Mucho se ha debatido entre tertulianos, columnistas, reporteros y expertos en filosofía política - últimamente abundan todos ellos en el fértil campo de la comunicación- sobre la calidad y cantidad de problemas y relatos que han llevado a la clase política española a la más desconcertante incapacidad para enfocar, ordenar y resolver los problemas que habían surgido, a raíz de las incontables convocatorias electorales de los últimos meses; en las que los españoles han tenido que depositar en las urnas las consabidas papeletas para elegir diputados, senadores, parlamentarios autonómicos, concejales… y hasta subdiáconos parroquiales para barrer las iglesias.

A todas estas convocatorias han acudido miles de candidatos de toda estirpe ideológica; decenas de Partidos Políticos en cada circunscripción electoral, con un bagaje confuso de iniciativas y propuestas para solventar los cientos de problemas, controversias, desajustes y ocurrencias dialécticas que cada uno de ellos traía en su ‘mochila de soluciones’ que los comités electorales de cada partido habían ido formulando para convencer al electorado. Aunque, en la cruel realidad de nuestra vida política, ninguno de los miembros de estos comités entendiesen nada de lo que aspiraban aclarar.

A la cuarta convocatoria -reinstaurada después de varios intentos de poner orden en el gobierno de la nación, sobre un verano catastrófico en acontecimientos inexplicables- el martirizado cuerpo electoral de la democracia española ha caído en la cuenta de que lo suyo es solamente un ‘problema de Fe’, como dirían los viejos catecismos tridentinos: Pues ¡ya nadie creía en nada! y la vida política se ha convertido en un tinglado de intereses personales, de ambiciones gananciales, de envidias y competencias entre compañeros de Alí-Babá, que solo aspiraban a cobrar los crecidos estipendios, complementos y compensaciones que la Constitución establecía para recompensar a los electos; favoreciendo los intereses de los poderes fácticos que dominaban la economía del País, y a asegurarse un incierto futuro, colándose por alguna de las puertas giratorias que los beneficiarios de las políticas igualitarias y sociales ofrecían a los administradores de la ‘res pública’ que figurasen en sus ‘listas de benefactores’. Como ya ocurría con muchos políticos de la etapa anterior que gozaban de abultados sueldos y retribuciones asignados a los sillones de los Consejos de Administración de diversas entidades públicas y privadas.
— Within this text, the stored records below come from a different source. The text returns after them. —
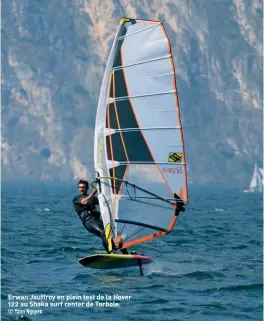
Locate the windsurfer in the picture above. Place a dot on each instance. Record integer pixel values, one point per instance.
(85, 206)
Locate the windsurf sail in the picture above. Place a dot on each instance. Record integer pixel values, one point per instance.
(139, 149)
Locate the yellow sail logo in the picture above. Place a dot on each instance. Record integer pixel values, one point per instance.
(175, 157)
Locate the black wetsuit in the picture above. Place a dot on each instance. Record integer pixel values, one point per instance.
(90, 218)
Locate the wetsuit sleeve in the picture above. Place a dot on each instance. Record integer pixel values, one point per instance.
(77, 199)
(96, 202)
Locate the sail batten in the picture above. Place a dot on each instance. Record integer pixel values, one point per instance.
(141, 30)
(143, 95)
(141, 62)
(139, 150)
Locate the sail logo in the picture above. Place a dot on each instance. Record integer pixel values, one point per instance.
(177, 170)
(175, 157)
(100, 153)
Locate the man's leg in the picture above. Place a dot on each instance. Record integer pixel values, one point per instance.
(95, 226)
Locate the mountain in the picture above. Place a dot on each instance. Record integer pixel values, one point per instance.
(53, 58)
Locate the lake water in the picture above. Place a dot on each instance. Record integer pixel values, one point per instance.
(208, 269)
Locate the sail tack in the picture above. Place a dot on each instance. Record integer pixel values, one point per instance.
(139, 147)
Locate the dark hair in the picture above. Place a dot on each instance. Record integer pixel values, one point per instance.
(81, 181)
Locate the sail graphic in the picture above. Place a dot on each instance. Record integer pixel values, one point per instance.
(139, 149)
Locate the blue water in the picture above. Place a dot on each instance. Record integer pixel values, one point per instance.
(208, 269)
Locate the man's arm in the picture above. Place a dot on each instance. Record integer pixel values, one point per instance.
(86, 199)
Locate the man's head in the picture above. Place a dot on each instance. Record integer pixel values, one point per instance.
(83, 186)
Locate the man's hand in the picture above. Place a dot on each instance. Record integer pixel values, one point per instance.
(86, 199)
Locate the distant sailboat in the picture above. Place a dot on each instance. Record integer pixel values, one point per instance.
(256, 183)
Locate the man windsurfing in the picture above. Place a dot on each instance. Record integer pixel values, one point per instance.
(85, 205)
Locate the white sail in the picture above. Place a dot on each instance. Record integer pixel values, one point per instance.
(139, 147)
(253, 182)
(256, 183)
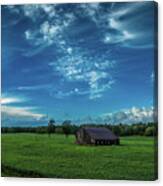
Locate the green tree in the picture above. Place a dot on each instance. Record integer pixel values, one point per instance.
(51, 126)
(66, 127)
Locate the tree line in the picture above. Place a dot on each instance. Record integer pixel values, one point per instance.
(148, 129)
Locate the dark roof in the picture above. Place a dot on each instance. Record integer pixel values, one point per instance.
(100, 133)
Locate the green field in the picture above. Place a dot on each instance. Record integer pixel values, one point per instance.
(37, 155)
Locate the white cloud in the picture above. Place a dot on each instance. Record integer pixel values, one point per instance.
(34, 87)
(19, 116)
(129, 116)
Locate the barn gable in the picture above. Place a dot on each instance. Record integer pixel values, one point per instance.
(96, 135)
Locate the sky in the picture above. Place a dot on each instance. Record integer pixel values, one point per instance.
(84, 62)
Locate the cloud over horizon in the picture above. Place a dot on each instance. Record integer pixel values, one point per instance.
(83, 59)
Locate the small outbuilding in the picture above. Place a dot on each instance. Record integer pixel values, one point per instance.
(96, 136)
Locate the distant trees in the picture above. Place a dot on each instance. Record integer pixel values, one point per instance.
(51, 126)
(66, 127)
(148, 129)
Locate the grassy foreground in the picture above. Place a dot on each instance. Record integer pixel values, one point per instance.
(37, 155)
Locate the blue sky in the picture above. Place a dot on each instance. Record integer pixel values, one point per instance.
(85, 62)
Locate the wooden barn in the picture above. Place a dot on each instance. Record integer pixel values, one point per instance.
(96, 136)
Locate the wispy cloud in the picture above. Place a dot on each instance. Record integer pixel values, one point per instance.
(34, 87)
(129, 116)
(9, 100)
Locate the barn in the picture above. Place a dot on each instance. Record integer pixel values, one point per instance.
(96, 136)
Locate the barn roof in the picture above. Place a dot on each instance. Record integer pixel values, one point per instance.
(100, 133)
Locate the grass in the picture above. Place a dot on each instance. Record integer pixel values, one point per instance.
(37, 155)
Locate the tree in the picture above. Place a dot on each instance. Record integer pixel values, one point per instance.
(66, 127)
(51, 126)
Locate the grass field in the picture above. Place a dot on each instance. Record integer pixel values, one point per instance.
(37, 155)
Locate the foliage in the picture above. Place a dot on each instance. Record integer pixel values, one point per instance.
(149, 129)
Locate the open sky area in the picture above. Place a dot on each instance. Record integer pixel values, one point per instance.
(84, 62)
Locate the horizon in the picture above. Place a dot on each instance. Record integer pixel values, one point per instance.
(91, 62)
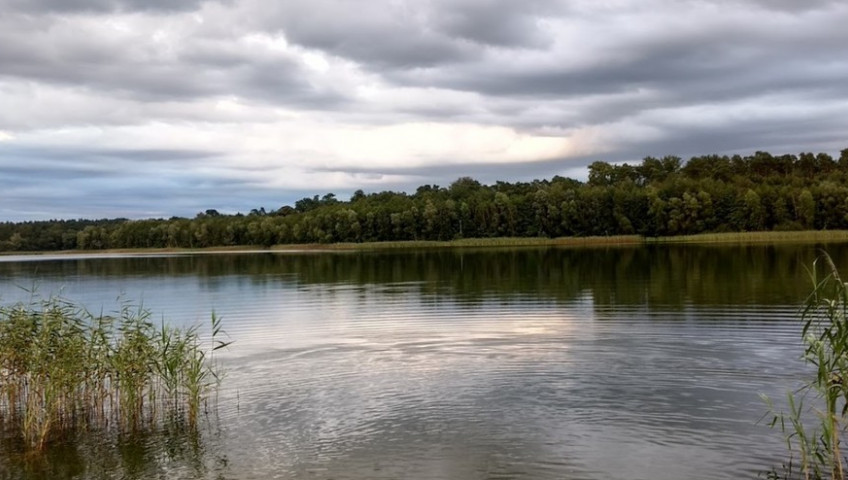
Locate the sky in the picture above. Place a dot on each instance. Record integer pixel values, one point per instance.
(160, 108)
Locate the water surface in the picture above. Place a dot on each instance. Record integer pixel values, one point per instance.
(613, 363)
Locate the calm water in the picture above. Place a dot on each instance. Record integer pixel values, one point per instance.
(636, 363)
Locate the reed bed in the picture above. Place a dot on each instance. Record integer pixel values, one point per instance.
(63, 369)
(815, 427)
(807, 236)
(472, 242)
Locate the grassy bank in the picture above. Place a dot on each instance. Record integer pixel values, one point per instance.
(808, 236)
(63, 369)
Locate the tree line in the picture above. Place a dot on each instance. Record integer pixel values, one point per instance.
(658, 197)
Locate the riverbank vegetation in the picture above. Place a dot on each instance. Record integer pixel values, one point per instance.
(816, 425)
(63, 369)
(661, 197)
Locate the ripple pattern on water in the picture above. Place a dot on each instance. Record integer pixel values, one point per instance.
(431, 378)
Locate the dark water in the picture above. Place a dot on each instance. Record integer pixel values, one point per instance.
(623, 363)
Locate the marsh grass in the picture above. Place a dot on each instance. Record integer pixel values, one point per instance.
(816, 424)
(807, 236)
(64, 369)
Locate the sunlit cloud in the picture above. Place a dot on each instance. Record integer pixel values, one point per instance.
(238, 104)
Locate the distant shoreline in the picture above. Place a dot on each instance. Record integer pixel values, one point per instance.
(801, 237)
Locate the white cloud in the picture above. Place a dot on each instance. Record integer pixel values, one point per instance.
(329, 95)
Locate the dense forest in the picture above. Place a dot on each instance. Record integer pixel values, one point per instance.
(659, 197)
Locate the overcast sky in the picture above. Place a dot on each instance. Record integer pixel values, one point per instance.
(154, 108)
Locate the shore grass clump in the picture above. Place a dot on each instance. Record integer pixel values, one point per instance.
(816, 425)
(63, 369)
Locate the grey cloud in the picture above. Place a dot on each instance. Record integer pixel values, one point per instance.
(100, 6)
(501, 23)
(199, 68)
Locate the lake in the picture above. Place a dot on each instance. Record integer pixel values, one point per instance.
(541, 363)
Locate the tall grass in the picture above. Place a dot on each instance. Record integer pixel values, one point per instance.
(63, 369)
(816, 424)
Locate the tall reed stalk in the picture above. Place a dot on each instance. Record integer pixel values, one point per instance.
(815, 447)
(63, 368)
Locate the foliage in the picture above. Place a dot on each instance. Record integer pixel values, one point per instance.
(816, 452)
(63, 368)
(659, 197)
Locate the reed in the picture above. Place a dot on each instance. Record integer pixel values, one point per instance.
(807, 236)
(63, 369)
(815, 447)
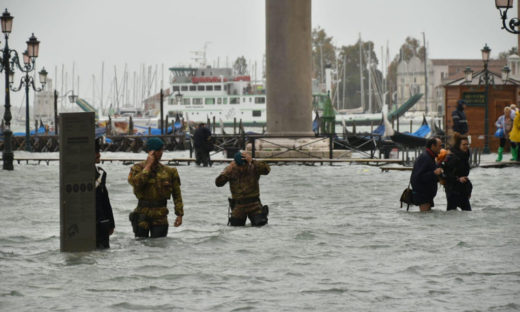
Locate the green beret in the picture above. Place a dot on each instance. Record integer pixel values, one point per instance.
(154, 144)
(238, 159)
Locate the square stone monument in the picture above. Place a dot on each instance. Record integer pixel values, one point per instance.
(77, 185)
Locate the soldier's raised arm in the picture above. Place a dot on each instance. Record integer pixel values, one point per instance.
(225, 175)
(262, 168)
(176, 194)
(138, 176)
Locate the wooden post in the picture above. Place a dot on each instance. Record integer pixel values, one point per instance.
(55, 112)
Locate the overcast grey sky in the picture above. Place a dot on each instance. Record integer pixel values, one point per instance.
(166, 31)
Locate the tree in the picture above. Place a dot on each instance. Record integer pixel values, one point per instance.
(409, 48)
(323, 53)
(352, 81)
(240, 66)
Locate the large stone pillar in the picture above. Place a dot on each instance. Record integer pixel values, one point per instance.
(289, 68)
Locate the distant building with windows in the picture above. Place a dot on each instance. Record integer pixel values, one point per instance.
(411, 78)
(43, 103)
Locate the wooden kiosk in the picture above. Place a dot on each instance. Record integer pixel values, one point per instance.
(499, 95)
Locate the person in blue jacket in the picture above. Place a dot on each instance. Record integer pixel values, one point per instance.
(460, 122)
(425, 175)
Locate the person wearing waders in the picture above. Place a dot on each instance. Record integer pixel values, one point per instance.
(243, 174)
(153, 184)
(105, 224)
(425, 175)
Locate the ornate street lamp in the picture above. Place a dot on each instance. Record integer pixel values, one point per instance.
(486, 79)
(512, 25)
(468, 75)
(505, 74)
(9, 61)
(28, 81)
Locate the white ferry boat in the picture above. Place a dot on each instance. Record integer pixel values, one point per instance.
(199, 94)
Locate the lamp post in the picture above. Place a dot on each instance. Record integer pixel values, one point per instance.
(8, 65)
(29, 59)
(486, 79)
(7, 154)
(512, 25)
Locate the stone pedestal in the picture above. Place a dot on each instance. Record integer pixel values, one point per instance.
(289, 68)
(77, 185)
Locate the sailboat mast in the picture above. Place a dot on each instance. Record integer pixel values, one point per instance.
(362, 93)
(425, 76)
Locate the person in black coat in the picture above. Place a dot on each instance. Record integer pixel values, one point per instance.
(202, 144)
(458, 187)
(460, 122)
(105, 224)
(425, 174)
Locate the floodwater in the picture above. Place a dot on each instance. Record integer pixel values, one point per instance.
(337, 240)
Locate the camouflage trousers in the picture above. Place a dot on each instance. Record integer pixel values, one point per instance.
(146, 219)
(254, 211)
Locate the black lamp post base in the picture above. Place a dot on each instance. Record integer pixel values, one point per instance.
(7, 155)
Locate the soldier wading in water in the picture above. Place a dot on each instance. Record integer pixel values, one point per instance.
(243, 174)
(153, 185)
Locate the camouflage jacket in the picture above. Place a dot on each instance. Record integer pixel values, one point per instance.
(243, 180)
(157, 184)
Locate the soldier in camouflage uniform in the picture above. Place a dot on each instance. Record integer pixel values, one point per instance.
(153, 185)
(243, 174)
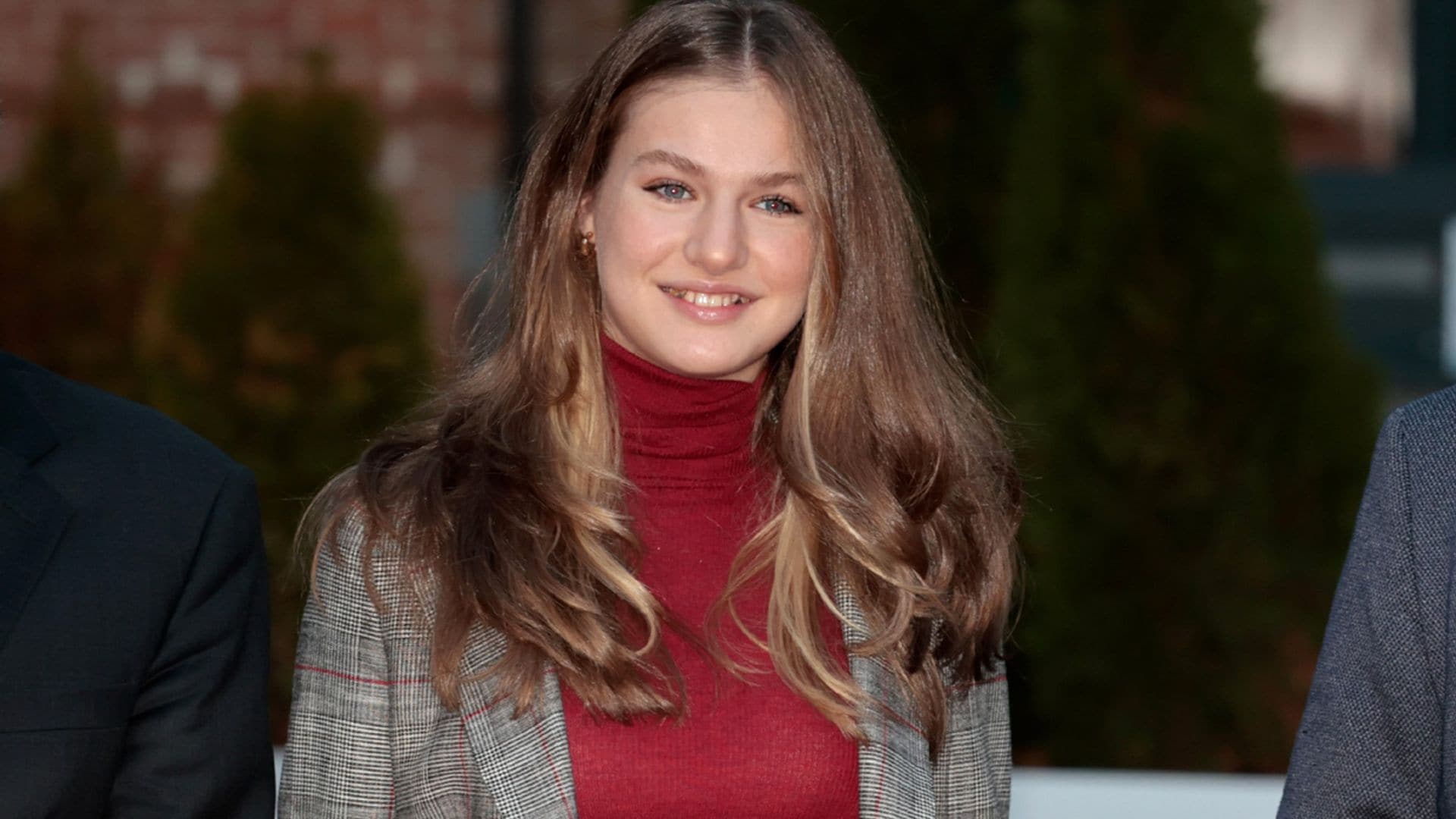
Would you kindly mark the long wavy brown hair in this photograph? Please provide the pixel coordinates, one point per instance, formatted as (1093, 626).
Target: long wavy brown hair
(892, 475)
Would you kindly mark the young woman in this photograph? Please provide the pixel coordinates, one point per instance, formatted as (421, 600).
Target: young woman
(720, 526)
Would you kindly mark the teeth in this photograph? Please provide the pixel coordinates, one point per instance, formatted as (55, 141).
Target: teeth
(707, 299)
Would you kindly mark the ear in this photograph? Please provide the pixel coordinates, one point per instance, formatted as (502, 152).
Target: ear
(585, 215)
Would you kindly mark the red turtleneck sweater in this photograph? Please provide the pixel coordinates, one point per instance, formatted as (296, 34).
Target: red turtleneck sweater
(746, 748)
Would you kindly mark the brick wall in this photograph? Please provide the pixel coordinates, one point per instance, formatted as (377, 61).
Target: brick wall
(435, 71)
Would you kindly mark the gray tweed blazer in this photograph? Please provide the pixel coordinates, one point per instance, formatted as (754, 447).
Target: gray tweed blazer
(370, 738)
(1379, 729)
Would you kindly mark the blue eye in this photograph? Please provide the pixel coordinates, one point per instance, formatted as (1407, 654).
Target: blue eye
(672, 191)
(778, 206)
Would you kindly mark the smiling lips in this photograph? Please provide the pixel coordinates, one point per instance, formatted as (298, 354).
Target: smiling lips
(707, 299)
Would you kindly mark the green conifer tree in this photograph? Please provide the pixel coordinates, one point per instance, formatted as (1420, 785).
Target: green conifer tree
(299, 325)
(76, 241)
(1194, 430)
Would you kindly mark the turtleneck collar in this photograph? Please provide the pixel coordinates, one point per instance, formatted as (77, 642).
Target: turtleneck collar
(680, 431)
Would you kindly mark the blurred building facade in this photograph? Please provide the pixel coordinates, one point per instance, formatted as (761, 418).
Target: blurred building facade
(437, 72)
(1367, 91)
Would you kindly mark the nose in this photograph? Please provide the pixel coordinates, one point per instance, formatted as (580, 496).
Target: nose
(718, 242)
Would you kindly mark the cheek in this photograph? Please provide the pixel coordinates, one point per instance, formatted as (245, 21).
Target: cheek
(632, 241)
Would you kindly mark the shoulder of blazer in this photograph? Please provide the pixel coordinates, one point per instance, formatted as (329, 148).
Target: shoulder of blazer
(42, 411)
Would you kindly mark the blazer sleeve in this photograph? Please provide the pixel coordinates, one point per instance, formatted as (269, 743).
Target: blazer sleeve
(973, 770)
(1369, 744)
(197, 742)
(338, 763)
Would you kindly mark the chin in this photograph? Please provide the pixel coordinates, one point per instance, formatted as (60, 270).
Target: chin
(711, 365)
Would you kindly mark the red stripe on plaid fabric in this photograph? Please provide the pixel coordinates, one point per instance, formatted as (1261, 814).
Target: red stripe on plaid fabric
(364, 679)
(555, 774)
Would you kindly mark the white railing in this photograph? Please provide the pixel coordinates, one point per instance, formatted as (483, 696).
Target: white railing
(1078, 793)
(1075, 793)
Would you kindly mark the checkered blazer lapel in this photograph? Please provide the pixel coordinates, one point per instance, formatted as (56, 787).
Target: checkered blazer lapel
(894, 765)
(525, 760)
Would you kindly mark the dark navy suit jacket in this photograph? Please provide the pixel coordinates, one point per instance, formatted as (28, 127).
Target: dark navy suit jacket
(1379, 730)
(133, 613)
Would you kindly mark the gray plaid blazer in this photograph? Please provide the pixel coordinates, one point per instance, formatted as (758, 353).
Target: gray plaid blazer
(370, 738)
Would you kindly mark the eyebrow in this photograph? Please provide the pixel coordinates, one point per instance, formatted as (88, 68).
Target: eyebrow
(685, 165)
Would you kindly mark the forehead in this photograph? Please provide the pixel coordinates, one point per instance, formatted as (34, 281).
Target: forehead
(728, 127)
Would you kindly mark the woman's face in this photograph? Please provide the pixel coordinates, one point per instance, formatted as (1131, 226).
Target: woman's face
(704, 245)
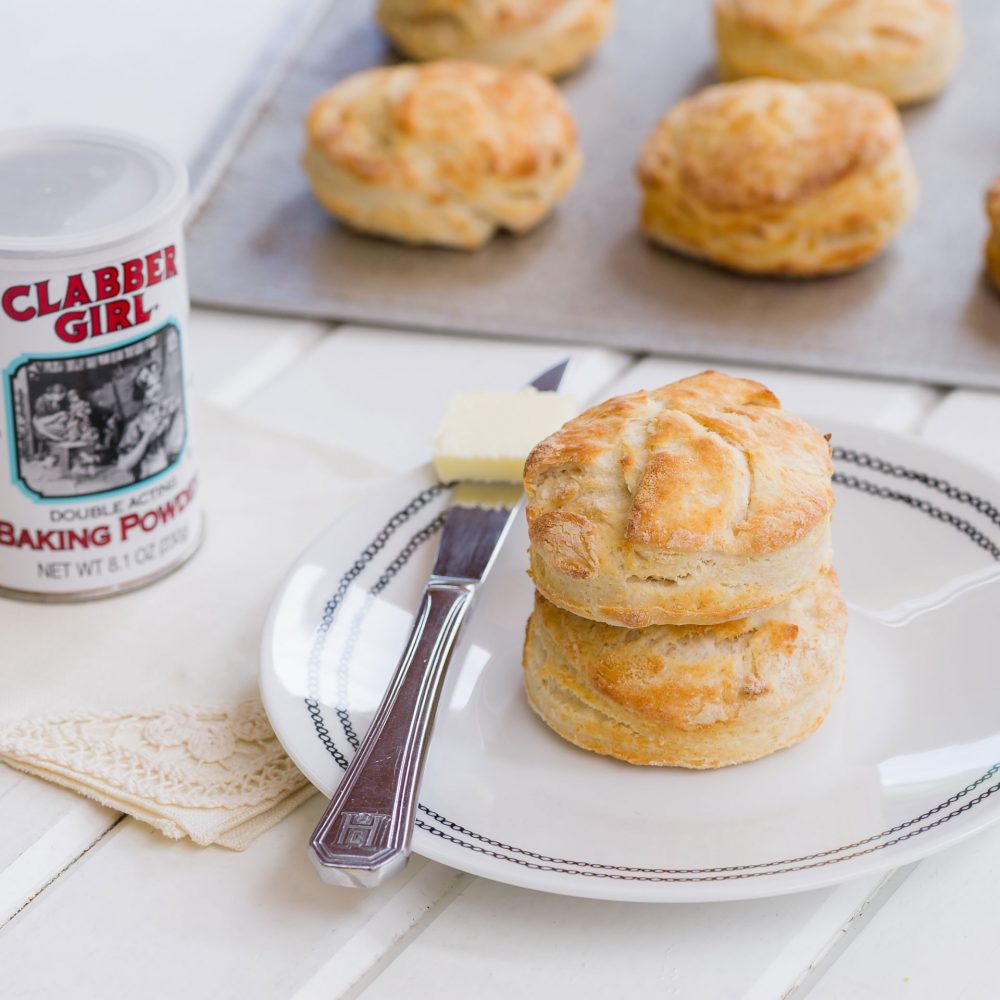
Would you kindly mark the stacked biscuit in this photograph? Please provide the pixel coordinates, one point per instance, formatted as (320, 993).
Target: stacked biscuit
(686, 610)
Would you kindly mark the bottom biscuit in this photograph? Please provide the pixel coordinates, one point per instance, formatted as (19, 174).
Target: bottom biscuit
(689, 696)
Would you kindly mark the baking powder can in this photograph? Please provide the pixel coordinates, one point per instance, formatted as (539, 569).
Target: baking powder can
(98, 467)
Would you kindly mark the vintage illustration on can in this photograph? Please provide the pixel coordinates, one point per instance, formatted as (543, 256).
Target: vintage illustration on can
(93, 423)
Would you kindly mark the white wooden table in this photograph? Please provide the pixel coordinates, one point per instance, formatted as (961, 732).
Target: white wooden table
(96, 906)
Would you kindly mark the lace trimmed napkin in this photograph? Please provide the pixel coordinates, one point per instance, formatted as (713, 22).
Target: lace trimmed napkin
(147, 702)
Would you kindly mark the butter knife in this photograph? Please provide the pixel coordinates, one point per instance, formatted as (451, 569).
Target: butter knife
(364, 836)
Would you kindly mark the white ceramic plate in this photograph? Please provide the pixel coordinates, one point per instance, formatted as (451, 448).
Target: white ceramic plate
(908, 761)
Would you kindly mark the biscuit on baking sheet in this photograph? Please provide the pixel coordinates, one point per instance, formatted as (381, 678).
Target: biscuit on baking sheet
(993, 242)
(689, 696)
(697, 503)
(551, 36)
(907, 49)
(442, 153)
(769, 177)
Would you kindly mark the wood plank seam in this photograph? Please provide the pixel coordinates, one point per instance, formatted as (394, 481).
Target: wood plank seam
(62, 871)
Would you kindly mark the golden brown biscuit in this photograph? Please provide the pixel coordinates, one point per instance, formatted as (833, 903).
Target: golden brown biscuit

Los electores españoles, que se habían educado en un ambiente ‘nacionalcatólico’ de infausta memoria, sabían que la ‘Fe es creer en lo que no vimos’, ni podemos ver -como la definían los catecismos jesuíticos que aprendieron de niños-. Empezando a comprender por propia experiencia que todas las promesas electorales, todos los propósitos sociales, laborales, educativos, sanitarios y de gestión pública, eran manifestaciones puramente retóricas, que nada tenían que ver con la realidad ni con el futuro de los electores. ¡Solo con su Fe! «Cree sólo la mitad de lo que veas; y nada de lo que te digan o prometan».

La vida política, tan valorada en los tiempos clásicos, cuando era para regir y administrar a la polis, se ha convertido en un acertijo de tópicos, frases hechas y engaños dialécticos, que suele no llegar a ninguna meta.

«Bien está lo que bien acaba»; titulaba Shakespeare una de sus ingeniosas comedias. Veremos a ver si el próximo 10 de Noviembre acaba bien esta dislocada aventura nacional, montada sobre un puzzle de partidos, ideologías desencuadernadas y propuestas cambiantes; pensadas para el ‘País de Jauja’ o para el de Liliput, según las imaginaba Jonhatan Swift para los países de Gullivert....

¡Ya está bien de cuentos y comedias en la vida política española! ¡Hagamos posible, en las urnas, un progresismo que parece imposible en la mente de nuestros dirigentes y ‘líderes’!.